Una especie de cultura de filmes pulps extravagantes emergió desde los televisores de la dictadura. Los cuales operaron –sin buscarlo o quizás sí–como disparadores para producir zonas de juegos ficcionales que evadían o, mejor dicho, pervertían las imágenes gobernantes. Se trataba de filmes aparentemente inofensivos –extraídos de la memoria popular del horror de los 50, 60 e inicios de los 70–, constructos que habían crecido en los patios nucleares de la guerra fría, como esas eternas sesiones de filmes de tipo B que incluían desde la primera versión de Invasion of the Body Snatchers de Siegel (1956), The Incredible Shrinking Man de Jack Arnold (1957), y su Creature from the Black Lagoon (1954), hasta toda una singular franquicia de entidades entomológicas de tamaño y carácter aterrador: tarántulas, hormigas, mantis y otros bichos afectados por el efecto tecno mágico de la radiación.

Filmes producidos para la televisión norteamericana de los 60, bajo la sombra de autores como Richard Matheson, o Rod Serling, contagiaron la percepción con la retorcida forma de los Weird Tales. En un contexto sin posibilidades de reproducción, las exhibiciones caseras de filmes como The Brain That Wouldn’t Die (1962), Don’t Be Afraid of the Dark (1973), o The Entity (1982), se convertían en pequeños rituales catódicos, pronto devenidos en mitos populares que se narraban de casa en casa, como si se tratase de fenómenos mistéricos. Una infantil pero eficiente espiritualidad se estaba gestando.

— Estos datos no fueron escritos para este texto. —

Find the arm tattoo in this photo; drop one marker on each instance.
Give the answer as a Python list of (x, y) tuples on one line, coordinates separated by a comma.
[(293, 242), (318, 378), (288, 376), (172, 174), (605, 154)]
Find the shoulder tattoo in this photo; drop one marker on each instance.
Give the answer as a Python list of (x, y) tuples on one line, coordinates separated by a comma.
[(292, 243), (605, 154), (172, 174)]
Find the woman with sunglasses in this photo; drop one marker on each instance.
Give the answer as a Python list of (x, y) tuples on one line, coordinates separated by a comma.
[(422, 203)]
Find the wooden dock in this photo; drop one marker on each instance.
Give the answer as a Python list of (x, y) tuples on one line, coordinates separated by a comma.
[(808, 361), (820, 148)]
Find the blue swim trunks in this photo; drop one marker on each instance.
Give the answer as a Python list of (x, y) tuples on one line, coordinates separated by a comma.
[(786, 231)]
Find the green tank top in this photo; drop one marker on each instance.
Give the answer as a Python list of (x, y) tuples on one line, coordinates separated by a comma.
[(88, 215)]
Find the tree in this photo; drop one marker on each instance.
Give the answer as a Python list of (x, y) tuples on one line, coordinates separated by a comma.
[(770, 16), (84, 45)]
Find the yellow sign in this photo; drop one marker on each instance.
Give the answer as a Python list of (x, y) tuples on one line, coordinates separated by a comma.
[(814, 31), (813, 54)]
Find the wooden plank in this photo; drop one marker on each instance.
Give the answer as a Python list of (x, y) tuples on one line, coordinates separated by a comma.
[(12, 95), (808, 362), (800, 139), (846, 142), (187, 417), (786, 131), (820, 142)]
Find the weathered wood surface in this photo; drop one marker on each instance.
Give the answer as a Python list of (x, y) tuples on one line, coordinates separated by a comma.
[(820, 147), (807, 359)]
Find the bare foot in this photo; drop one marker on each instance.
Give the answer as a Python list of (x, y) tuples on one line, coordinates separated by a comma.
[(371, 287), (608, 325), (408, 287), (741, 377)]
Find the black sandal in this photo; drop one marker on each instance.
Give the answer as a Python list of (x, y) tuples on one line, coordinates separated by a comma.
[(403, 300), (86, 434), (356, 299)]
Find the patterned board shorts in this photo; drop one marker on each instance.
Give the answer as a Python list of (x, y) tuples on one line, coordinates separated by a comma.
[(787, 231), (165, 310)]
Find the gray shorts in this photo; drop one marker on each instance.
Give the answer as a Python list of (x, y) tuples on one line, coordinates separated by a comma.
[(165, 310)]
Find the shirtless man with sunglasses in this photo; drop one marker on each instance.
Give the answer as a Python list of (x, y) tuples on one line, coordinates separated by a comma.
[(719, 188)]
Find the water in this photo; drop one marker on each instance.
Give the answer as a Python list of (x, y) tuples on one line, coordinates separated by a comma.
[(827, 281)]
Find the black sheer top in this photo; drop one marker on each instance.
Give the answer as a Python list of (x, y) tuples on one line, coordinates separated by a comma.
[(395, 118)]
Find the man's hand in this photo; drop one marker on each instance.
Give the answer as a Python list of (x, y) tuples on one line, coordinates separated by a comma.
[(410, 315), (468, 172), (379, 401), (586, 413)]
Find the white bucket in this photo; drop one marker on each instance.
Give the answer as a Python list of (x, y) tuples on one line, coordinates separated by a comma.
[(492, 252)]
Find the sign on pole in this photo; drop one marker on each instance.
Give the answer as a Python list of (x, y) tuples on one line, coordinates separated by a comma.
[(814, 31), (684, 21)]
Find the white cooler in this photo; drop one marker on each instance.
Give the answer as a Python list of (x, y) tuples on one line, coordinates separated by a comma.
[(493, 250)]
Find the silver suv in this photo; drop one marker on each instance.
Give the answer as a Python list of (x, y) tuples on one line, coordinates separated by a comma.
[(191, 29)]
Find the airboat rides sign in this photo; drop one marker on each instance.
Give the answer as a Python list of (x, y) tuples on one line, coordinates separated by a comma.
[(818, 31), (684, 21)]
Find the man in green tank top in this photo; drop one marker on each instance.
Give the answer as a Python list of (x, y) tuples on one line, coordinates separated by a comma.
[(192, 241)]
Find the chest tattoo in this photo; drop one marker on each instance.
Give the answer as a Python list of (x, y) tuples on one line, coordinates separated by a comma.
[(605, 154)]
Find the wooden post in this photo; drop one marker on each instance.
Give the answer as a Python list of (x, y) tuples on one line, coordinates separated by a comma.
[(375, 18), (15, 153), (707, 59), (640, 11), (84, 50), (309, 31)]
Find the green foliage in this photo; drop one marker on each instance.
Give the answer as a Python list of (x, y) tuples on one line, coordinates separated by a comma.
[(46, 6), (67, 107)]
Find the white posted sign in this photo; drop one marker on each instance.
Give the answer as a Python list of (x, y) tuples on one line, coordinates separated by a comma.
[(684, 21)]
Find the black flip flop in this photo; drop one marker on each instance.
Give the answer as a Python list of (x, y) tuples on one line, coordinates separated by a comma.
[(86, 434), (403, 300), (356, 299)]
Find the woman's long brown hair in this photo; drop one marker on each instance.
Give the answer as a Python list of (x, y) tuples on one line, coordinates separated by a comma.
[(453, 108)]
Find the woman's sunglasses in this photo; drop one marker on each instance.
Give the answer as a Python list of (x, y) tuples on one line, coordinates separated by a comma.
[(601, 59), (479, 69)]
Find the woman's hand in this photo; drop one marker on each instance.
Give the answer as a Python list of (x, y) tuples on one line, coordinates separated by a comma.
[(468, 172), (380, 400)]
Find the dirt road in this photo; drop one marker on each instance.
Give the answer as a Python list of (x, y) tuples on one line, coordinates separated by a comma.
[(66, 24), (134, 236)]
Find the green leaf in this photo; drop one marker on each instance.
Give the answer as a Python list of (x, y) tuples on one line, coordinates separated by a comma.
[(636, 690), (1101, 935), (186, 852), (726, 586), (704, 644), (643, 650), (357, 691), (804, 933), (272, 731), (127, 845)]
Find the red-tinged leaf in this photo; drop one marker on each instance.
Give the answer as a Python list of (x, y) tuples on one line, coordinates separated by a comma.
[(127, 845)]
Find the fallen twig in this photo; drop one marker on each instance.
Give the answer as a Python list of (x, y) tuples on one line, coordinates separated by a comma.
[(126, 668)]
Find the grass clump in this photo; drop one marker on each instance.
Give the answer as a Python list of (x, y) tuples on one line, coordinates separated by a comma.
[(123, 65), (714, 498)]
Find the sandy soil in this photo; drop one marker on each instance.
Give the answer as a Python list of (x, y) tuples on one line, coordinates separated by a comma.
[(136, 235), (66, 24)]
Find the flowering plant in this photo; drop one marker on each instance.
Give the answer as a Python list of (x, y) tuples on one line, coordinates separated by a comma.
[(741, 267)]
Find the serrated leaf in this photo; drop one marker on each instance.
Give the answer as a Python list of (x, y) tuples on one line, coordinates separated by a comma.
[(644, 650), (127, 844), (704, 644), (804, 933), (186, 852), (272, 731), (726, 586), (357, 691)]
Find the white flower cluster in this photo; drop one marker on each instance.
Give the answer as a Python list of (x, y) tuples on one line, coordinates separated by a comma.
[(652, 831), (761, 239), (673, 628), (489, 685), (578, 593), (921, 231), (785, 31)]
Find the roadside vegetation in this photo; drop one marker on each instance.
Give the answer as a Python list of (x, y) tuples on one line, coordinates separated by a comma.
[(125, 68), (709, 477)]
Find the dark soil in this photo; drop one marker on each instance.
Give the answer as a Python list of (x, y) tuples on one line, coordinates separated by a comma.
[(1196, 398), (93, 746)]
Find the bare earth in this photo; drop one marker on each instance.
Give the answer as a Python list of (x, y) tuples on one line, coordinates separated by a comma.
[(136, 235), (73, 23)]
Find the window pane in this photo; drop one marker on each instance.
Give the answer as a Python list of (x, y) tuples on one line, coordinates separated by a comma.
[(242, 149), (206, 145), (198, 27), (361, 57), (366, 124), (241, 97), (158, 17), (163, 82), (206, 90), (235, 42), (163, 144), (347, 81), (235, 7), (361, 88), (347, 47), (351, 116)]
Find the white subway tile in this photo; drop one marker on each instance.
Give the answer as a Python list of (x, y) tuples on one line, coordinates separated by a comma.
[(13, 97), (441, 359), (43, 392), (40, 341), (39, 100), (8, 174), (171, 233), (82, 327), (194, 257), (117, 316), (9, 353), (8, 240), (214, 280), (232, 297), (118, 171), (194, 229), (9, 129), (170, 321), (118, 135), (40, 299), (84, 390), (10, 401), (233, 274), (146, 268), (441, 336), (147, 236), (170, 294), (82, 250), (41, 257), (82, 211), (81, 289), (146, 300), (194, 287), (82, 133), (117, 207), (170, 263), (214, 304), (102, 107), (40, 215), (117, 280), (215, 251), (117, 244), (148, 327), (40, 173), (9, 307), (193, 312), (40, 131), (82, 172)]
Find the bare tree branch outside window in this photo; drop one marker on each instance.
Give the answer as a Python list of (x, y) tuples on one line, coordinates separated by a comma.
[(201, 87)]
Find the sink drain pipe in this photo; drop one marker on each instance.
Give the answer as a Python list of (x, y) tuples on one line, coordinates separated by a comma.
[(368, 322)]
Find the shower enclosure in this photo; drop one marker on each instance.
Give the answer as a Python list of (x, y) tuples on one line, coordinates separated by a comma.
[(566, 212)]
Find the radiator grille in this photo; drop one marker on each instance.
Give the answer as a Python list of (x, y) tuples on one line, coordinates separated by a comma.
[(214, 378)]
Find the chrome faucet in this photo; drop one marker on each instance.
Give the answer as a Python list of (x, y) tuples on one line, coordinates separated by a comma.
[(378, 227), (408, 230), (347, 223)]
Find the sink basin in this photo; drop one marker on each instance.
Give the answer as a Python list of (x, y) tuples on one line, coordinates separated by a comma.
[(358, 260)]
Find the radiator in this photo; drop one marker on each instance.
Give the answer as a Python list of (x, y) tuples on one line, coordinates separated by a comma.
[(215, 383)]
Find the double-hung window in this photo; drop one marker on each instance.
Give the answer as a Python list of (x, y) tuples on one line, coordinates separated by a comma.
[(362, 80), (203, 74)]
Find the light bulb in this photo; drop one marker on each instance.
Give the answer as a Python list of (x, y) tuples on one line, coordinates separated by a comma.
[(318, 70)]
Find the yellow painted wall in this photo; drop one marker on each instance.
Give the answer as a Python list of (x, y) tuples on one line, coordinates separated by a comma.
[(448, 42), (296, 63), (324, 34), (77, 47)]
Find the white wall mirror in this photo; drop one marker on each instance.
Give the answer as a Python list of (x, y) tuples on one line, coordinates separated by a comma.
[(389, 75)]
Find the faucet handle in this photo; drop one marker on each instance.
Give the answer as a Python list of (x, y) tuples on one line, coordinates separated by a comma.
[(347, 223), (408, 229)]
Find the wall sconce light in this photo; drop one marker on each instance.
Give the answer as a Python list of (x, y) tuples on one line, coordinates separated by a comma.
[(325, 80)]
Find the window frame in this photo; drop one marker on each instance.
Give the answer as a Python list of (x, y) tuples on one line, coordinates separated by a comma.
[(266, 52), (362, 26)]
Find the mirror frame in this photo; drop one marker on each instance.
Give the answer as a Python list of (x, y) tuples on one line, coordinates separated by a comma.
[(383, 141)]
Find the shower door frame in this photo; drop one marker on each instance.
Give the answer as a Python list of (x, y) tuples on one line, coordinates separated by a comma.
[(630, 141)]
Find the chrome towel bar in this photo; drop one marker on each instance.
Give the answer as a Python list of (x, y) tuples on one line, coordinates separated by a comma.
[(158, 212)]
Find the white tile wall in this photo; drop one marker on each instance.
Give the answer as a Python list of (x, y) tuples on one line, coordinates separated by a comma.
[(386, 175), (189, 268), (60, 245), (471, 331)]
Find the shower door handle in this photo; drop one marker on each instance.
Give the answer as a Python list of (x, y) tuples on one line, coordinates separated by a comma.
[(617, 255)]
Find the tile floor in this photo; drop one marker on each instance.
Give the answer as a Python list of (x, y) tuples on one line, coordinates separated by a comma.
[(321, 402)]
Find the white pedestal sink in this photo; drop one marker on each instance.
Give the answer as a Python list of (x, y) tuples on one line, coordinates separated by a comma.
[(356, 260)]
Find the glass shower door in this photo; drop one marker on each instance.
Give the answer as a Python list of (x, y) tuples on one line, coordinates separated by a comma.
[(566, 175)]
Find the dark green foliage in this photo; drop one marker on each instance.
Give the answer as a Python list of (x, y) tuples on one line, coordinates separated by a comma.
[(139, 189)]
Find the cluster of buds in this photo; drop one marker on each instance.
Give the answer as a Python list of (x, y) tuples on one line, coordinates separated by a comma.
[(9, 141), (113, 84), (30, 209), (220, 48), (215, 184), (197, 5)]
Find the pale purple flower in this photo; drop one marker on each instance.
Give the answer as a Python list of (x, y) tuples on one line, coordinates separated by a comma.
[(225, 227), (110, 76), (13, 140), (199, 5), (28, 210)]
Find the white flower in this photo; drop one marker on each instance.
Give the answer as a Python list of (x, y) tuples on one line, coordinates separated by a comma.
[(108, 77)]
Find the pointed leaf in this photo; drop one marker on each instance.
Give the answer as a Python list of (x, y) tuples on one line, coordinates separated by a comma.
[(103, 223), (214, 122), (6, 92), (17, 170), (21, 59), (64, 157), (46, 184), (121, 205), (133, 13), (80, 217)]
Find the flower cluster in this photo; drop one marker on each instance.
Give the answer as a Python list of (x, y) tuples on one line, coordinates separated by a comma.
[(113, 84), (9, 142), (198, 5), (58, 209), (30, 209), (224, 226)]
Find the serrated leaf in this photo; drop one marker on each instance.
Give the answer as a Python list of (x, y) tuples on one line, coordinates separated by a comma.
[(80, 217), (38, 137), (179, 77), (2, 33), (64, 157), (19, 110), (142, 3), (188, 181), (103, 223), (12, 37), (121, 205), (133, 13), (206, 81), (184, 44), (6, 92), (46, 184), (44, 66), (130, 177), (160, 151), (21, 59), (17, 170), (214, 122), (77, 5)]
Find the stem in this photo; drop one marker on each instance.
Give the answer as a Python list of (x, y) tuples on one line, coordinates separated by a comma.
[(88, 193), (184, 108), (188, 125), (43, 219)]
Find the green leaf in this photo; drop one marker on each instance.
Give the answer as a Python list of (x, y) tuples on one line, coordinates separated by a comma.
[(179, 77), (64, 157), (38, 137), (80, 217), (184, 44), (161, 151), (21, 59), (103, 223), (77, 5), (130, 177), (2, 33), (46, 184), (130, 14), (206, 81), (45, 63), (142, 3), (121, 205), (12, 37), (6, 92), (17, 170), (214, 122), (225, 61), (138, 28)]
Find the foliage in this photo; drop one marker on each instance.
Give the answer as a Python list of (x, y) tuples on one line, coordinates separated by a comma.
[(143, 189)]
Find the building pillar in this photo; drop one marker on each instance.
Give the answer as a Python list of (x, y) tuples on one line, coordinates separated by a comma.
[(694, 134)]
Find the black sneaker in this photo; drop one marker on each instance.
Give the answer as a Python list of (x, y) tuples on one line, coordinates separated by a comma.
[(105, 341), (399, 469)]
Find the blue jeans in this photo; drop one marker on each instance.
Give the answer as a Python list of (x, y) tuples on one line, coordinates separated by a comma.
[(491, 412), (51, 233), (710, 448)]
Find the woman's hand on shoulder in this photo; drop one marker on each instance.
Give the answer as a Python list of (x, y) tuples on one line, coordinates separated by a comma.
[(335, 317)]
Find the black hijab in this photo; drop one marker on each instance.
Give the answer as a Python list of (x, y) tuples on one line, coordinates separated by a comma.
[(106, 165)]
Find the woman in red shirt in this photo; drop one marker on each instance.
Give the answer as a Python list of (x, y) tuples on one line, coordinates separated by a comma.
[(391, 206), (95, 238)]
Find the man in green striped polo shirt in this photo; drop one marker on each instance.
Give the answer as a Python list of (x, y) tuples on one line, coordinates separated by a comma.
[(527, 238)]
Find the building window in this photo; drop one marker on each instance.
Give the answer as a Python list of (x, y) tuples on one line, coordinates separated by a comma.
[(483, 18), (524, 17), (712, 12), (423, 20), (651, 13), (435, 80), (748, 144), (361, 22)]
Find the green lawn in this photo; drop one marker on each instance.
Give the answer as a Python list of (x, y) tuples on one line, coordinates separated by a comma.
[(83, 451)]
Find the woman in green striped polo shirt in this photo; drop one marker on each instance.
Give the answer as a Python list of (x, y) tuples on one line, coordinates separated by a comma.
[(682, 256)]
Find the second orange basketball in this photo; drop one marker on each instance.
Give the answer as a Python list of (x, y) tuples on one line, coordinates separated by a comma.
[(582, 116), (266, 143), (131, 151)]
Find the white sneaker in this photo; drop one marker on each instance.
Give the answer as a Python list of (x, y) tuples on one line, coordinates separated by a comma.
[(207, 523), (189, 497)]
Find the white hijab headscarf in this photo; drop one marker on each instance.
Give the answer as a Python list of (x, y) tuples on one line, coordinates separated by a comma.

La extrañeza de los filmes transmitidos en espacio familiares durante los años 80, instaló una peculiar mirada desde el núcleo doméstico de la familia chilena. No se trataba de la construcción de un grupo de refinados cinéfilos, sino de una pandilla de fagocitadores de pesadillas de serie B. Una mirada siniestra emergía construyendo una suerte de cinefilia barriobajera.

Esto no se trata de un ejercicio nostálgico, sino de la futura posibilidad de asimilar una cartografía de las imágenes de una generación, que debería haber producido el cine raro post dictadura, pero que parece haber cedido su espacio a un naturalismo sin impacto.